Te observo desde el otro lado de la calle y casi no te reconozco. No sé por qué me extraño. Tampoco me reconozco a mí misma a veces.

Hace tres largos meses que volví a nuestro pueblo, otrora un lugar sembrado de amapolas y de risas, hoy, ya ves, huyó la primavera como se fueron todos aquellos que importaban. Hoy, del reseco suelo emergen las calaveras descarnadas de nuestros antepasados.

Ajeno a mi mirada, contemplas el viejo olmo que plantó tu bisabuelo Juan, concentrado en él, como si estuvieras midiéndolo centímetro a centímetro.

He deseado ir a tu encuentro y abrazarte, pero me ha podido el miedo. El tío Mauro, mimetizado con la pared, nos vigila,como cuando éramos niños.

Aquí todo está quieto, hasta el tiempo, todo salvo las cuerdas deshilachadas del viejo columpio que hiciste para mí.

A veces, oigo risas desatadas y canciones infantiles, miró a mi alrededor, anhelante, esperanzada, pero compruebo triste, que son solo recuerdos. Porque aquí ya no hay niños, solo esos tres sarmientos pegados a la tierra.

Se que te creen culpable de la muerte de Clara, pero no fuiste tú.

Fue ese amor tuyo y mío, inmenso, loco, ajeno a convenciones y a costumbres arcaicas. Ese amor hizo que nuestro valle se llenará de violetas amarillas y arroyos de aguas cristalinas.

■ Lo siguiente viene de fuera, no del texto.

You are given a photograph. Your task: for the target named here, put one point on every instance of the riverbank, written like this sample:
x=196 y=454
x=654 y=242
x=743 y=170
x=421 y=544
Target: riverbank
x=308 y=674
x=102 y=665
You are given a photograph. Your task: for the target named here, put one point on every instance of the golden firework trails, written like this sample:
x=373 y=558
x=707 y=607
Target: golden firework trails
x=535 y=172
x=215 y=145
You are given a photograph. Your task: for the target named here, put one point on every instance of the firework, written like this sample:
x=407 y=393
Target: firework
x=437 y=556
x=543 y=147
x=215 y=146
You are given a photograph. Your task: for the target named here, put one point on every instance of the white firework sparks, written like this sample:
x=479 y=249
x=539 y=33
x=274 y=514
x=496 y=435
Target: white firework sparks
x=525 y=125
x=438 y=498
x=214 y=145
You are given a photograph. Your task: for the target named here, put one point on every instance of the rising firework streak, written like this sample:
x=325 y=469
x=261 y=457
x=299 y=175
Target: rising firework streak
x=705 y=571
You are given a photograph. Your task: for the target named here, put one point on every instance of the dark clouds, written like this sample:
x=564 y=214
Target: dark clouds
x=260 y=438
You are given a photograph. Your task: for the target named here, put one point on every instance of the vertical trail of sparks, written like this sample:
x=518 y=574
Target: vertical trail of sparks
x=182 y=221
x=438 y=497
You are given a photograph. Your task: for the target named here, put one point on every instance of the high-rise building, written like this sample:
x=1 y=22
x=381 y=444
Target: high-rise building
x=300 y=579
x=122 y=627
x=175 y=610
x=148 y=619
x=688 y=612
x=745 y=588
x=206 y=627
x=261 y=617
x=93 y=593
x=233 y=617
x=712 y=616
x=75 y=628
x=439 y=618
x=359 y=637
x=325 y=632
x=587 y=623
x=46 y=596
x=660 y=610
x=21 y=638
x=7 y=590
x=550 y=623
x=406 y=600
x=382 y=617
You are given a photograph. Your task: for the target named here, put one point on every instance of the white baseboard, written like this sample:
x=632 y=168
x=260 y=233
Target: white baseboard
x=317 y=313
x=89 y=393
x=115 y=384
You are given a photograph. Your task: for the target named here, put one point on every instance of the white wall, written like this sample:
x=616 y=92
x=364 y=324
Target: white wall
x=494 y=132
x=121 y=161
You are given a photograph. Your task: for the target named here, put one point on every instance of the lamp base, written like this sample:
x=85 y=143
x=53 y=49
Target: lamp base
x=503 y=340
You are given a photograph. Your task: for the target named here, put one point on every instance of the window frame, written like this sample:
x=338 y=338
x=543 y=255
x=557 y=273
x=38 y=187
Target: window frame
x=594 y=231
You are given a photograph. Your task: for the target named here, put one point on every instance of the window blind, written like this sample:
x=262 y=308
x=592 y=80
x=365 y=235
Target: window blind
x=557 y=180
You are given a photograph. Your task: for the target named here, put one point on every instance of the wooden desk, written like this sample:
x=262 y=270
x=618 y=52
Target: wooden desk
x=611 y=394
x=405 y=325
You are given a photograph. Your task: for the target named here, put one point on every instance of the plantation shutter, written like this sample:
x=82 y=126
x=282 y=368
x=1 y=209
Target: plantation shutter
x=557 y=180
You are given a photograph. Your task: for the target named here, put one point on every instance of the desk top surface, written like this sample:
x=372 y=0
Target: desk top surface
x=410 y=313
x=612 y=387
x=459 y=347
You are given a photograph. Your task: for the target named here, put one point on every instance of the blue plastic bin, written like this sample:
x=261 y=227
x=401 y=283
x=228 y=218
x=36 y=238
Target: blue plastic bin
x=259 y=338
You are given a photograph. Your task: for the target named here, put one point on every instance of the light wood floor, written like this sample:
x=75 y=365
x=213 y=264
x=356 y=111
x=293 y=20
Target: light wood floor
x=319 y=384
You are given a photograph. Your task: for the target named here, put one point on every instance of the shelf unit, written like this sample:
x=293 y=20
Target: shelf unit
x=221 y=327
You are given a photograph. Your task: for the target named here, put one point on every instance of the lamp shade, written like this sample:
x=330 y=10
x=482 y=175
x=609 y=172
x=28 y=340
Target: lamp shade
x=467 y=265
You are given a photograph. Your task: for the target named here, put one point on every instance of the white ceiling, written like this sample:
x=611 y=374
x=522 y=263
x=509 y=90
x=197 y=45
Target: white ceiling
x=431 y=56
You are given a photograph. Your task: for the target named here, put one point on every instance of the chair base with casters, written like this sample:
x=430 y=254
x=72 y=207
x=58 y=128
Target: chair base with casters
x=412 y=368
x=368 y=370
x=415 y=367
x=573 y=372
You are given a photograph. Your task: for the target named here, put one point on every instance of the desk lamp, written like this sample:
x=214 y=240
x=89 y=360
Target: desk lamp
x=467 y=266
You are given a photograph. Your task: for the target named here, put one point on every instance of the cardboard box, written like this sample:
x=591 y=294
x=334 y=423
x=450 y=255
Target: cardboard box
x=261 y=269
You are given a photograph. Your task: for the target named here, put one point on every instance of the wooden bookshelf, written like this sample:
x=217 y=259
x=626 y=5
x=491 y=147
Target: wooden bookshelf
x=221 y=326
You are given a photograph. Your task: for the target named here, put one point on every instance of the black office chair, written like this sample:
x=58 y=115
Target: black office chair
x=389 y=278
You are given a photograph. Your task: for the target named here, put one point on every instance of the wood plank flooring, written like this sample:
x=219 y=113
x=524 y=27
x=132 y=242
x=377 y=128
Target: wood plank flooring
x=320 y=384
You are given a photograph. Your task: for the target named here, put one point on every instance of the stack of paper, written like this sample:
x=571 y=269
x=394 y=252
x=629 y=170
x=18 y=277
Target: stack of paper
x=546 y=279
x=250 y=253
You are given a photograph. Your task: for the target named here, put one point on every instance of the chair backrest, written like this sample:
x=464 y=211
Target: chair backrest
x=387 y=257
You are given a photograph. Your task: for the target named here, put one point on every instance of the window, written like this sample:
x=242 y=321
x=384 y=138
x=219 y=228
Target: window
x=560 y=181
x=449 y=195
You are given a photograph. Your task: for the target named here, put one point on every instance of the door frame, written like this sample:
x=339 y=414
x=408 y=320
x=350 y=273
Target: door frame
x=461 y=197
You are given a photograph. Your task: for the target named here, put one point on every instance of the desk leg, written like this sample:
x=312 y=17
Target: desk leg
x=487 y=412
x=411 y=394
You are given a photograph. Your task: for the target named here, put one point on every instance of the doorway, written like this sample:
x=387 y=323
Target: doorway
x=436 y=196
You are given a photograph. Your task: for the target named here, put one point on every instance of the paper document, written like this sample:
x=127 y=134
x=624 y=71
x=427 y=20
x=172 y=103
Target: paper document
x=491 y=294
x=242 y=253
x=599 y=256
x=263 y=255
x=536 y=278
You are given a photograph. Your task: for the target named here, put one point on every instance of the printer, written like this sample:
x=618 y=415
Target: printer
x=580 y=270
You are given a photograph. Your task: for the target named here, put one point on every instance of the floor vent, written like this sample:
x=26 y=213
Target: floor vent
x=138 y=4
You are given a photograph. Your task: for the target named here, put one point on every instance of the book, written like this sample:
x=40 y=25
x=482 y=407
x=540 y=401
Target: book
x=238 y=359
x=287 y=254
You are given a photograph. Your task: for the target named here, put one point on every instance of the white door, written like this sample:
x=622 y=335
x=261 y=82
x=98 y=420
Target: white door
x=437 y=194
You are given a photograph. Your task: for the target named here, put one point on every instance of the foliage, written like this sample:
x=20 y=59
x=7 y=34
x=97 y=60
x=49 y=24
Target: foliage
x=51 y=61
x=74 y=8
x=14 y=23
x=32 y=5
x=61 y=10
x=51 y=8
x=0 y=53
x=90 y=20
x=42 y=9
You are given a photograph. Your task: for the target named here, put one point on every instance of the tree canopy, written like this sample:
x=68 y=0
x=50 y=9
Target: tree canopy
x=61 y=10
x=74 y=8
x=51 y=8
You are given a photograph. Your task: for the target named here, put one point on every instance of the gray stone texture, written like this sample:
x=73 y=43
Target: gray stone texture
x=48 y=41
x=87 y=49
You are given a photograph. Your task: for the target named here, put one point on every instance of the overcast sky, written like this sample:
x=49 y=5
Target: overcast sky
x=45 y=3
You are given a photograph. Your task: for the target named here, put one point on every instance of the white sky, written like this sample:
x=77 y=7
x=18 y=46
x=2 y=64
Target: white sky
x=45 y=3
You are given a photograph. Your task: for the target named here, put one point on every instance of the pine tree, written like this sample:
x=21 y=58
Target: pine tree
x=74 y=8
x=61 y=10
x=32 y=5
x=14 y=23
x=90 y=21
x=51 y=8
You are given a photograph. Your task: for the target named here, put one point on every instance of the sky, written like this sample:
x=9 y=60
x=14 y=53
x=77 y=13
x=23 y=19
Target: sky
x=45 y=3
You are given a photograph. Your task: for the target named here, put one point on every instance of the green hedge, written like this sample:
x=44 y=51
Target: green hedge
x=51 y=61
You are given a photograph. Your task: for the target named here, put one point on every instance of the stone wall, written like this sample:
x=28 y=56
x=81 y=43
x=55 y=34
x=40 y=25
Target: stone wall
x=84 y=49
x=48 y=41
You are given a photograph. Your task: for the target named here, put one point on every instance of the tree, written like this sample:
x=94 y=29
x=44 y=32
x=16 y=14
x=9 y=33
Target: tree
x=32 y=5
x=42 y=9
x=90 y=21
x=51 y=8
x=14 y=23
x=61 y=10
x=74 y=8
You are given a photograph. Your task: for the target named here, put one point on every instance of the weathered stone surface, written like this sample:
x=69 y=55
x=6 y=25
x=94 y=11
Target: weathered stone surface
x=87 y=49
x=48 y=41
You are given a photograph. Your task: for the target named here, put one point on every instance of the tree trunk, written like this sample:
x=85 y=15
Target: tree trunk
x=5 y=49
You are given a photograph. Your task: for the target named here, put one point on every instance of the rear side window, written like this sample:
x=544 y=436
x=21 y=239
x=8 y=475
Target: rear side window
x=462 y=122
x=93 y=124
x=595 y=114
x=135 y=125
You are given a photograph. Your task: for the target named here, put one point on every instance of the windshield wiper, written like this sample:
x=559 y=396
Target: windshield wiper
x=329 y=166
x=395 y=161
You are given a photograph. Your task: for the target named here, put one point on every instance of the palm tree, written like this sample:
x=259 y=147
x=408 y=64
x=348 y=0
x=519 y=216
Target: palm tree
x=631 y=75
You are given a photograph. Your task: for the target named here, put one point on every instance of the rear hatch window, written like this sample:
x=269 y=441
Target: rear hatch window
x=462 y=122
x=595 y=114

He ido a nuestro rincón. La puerta cruje, como ha crujido siempre, como crujió aquel día en que tu me besabas, y he vuelto a ver a Clara, mirándonos.

Durante mucho tiempo pensé que esa mirada era de odio. Después he comprendido que era de envidia por lo nuestro.

Que ilusos fuimos, tú y yo, al creer que nada ni nadie nos separaría jamás, pero Clara lo hizo cuando clavó tu cuchillo en su pecho.

Ese fue el día en que se paró el tiempo. Desde entonces, los tres estamos muertos.

Hoy que has vuelto, te observo desde el otro lado de la calle y anhelo que contigo vuelva la primavera.